3. Users/Personas Of The Project:

  • Admins and file system developers of projects which are either forked or a variants of the MooseFS Distributed filesystem, can consider the approach taken and generalize and automate reliability tasks by implementing an automation framework which will enable them to improve upon the reliability of their implementation. For example admins of LizardFS.
  • Production engineers who want to assess the reliability of a the related distributed file Systems by following the methodologies adopted here.
  • Software developers and QA personnel working on developing file systems by utilizing the provided approach.

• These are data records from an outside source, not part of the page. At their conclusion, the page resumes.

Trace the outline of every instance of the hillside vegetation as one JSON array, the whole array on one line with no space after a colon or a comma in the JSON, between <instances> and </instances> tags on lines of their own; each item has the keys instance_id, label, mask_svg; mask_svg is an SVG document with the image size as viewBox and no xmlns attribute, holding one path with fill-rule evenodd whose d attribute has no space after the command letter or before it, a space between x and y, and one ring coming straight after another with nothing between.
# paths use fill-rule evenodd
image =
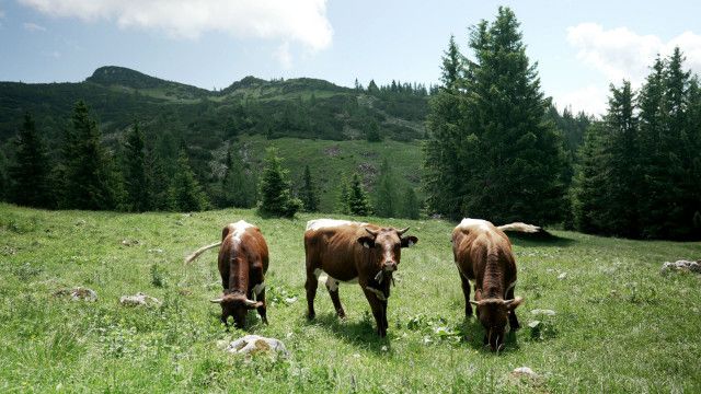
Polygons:
<instances>
[{"instance_id":1,"label":"hillside vegetation","mask_svg":"<svg viewBox=\"0 0 701 394\"><path fill-rule=\"evenodd\" d=\"M335 317L323 287L318 317L308 322L302 232L317 217L263 220L253 210L129 215L0 205L0 391L701 390L701 277L659 274L665 260L698 258L698 242L560 231L545 241L513 239L516 294L526 299L517 310L524 328L495 355L483 349L480 324L463 321L449 243L455 223L446 221L352 218L411 225L420 240L402 253L386 339L376 336L357 285L341 288L345 322ZM183 266L186 254L217 241L221 228L239 219L260 225L271 248L271 324L251 318L248 332L281 339L291 352L287 360L258 356L246 362L221 351L217 341L245 333L227 332L219 308L208 302L221 291L216 253ZM76 286L95 290L99 300L53 296ZM139 291L162 300L162 306L119 305L120 296ZM555 314L531 313L539 309ZM538 378L513 376L518 367L531 368Z\"/></svg>"}]
</instances>

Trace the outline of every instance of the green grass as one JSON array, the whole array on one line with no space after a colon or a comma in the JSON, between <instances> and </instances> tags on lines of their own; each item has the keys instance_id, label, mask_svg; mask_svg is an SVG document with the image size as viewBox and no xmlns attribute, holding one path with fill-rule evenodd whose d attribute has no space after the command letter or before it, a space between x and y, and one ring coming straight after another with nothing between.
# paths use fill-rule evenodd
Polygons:
<instances>
[{"instance_id":1,"label":"green grass","mask_svg":"<svg viewBox=\"0 0 701 394\"><path fill-rule=\"evenodd\" d=\"M452 223L411 225L418 244L402 254L389 305L389 334L375 335L357 285L343 286L340 322L323 286L318 318L307 322L302 231L307 220L264 220L251 210L194 215L41 211L0 205L0 392L699 392L701 276L659 275L665 260L699 258L700 243L637 242L554 232L552 241L515 239L516 294L524 328L499 355L482 348L482 328L463 321L452 264ZM245 219L271 248L264 326L288 360L225 354L227 332L208 299L221 291L208 252L222 225ZM123 241L127 241L126 245ZM564 279L559 275L566 273ZM53 297L89 287L99 301ZM152 309L118 298L146 292ZM554 316L533 331L530 311ZM253 315L251 315L252 317ZM439 328L443 327L443 328ZM536 380L510 376L530 367Z\"/></svg>"}]
</instances>

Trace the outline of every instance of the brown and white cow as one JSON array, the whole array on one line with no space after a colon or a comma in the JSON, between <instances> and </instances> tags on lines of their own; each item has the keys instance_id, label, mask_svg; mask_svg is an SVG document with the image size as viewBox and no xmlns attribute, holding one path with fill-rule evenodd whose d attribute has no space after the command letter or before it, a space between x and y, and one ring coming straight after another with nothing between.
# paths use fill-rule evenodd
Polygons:
<instances>
[{"instance_id":1,"label":"brown and white cow","mask_svg":"<svg viewBox=\"0 0 701 394\"><path fill-rule=\"evenodd\" d=\"M397 230L370 223L318 219L307 222L304 252L307 255L308 317L314 318L314 297L321 273L325 273L326 289L338 317L345 311L338 298L338 282L357 282L370 303L377 322L377 333L387 335L387 300L390 297L392 273L399 266L401 248L418 242L404 236L409 228Z\"/></svg>"},{"instance_id":2,"label":"brown and white cow","mask_svg":"<svg viewBox=\"0 0 701 394\"><path fill-rule=\"evenodd\" d=\"M257 309L261 318L267 324L265 273L268 253L261 230L243 220L230 223L221 231L221 242L200 247L185 263L219 245L219 274L223 294L211 302L221 305L221 321L227 324L227 318L233 316L234 325L243 328L249 310Z\"/></svg>"},{"instance_id":3,"label":"brown and white cow","mask_svg":"<svg viewBox=\"0 0 701 394\"><path fill-rule=\"evenodd\" d=\"M512 224L502 228L518 231ZM486 220L462 219L452 231L452 253L462 280L464 314L472 316L471 304L476 306L485 329L484 344L492 350L504 343L507 321L512 329L519 328L515 309L524 302L520 297L514 298L516 260L502 228ZM470 280L474 283L474 301L470 300Z\"/></svg>"}]
</instances>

3. Scope and Features Of The Project:

  • The overall framework that will set up and tear down VMs, run experiments, and simulate failures.
  • A set of experiments, such as writing to a large file, simulating a power failure (instantly rebooting all VMs), and then after they come back up, verifying that no data was lost.
  • An interface with plugins for different distributed file systems. The primary goal for this project is to develop a reliability/failure-inducing framework for distributed filesystem that is focused on node failures. Stretch goals, if time allows, include:
    • Injection of block corruptions and errors on the local VMs;
    • Simulate network failures;
    • Performance testing specific to distributed filesystems.

4. Solution Concept

  • Since their are many different types of distributed file system the idea here is to hide the steps taken behind clean interfaces, and thus testing different file systems would require developing different ansible playbooks which are an of these interfaces.
  • Architecture of Workflow: management VM as the workflow engine, drive the testing routine through Python.
    1. Utilizing Ansible Playbook to configure environment and install MooseFS servers(Master, Metalogger, Chunkserver, Client) on corresponding VM. Start the servers after creation.
    2. Use SSH/SCP/SFTP to connect to the client VM(s) and run the testing scripts on client.
    3. Reboot/destroy a MooseFS server through Terraform.
    4. SSH to the client VM to check the status/content of the files. arch diagram
  • Design different failure scenarios for testing.

5. Acceptance criteria

  • Teraform Scripts should be able to create VMs on demand in MOC.
  • Ansible playbooks should be able to setup the VMs through automation by installing & configuring different file systems.
  • Ansible playbooks should be able to test different file systems.
  • Thoroughly testing the MooseFS distributed file system and figuring out what are the possible interfaces required such an assessment.
  • In the later phases we will try to provide implementation of these interface for other file systems and thus provide a guideline or a general approach to be taken to test any Distributed File System.

6. Release Planning:

Sprint 1 (12 Feb 2021 to 26 Feb 2021)

  • Due for Week 1:
    • Learning Ansible & Installing it on VMs(VirtualBox VMs)
    • Learning Terraform & Experimenting on AWS VMs
    • Set up MooseFS on our local machine (with VirtualBox VMs)
  • Due for Week 2:
    • Setting up Ansible Master Control node on MOC VM
    • Learning Terraform Experimenting on MOC
    • Set up MooseFS manually on MOC

Sprint 2 (26 Feb 2021 to 12 Mar 2021)

  • Design the project architecture
  • Connect to the MOC and programmatically provision VMs using terraform
  • Set up Ansible architecture and VM environment
  • Automate MooseFS installation on MOC using Ansible Playbook

Sprint 3 (15 Mar 2021 to 27 Mar 2021)

  • Enhance Terraform, Ansible, and SSH in Python Driver Program
  • Design failure scenarios

The further releases of application are not fixed yet for a particular date and are dependent on evaluation results from experiments being conducted for the project.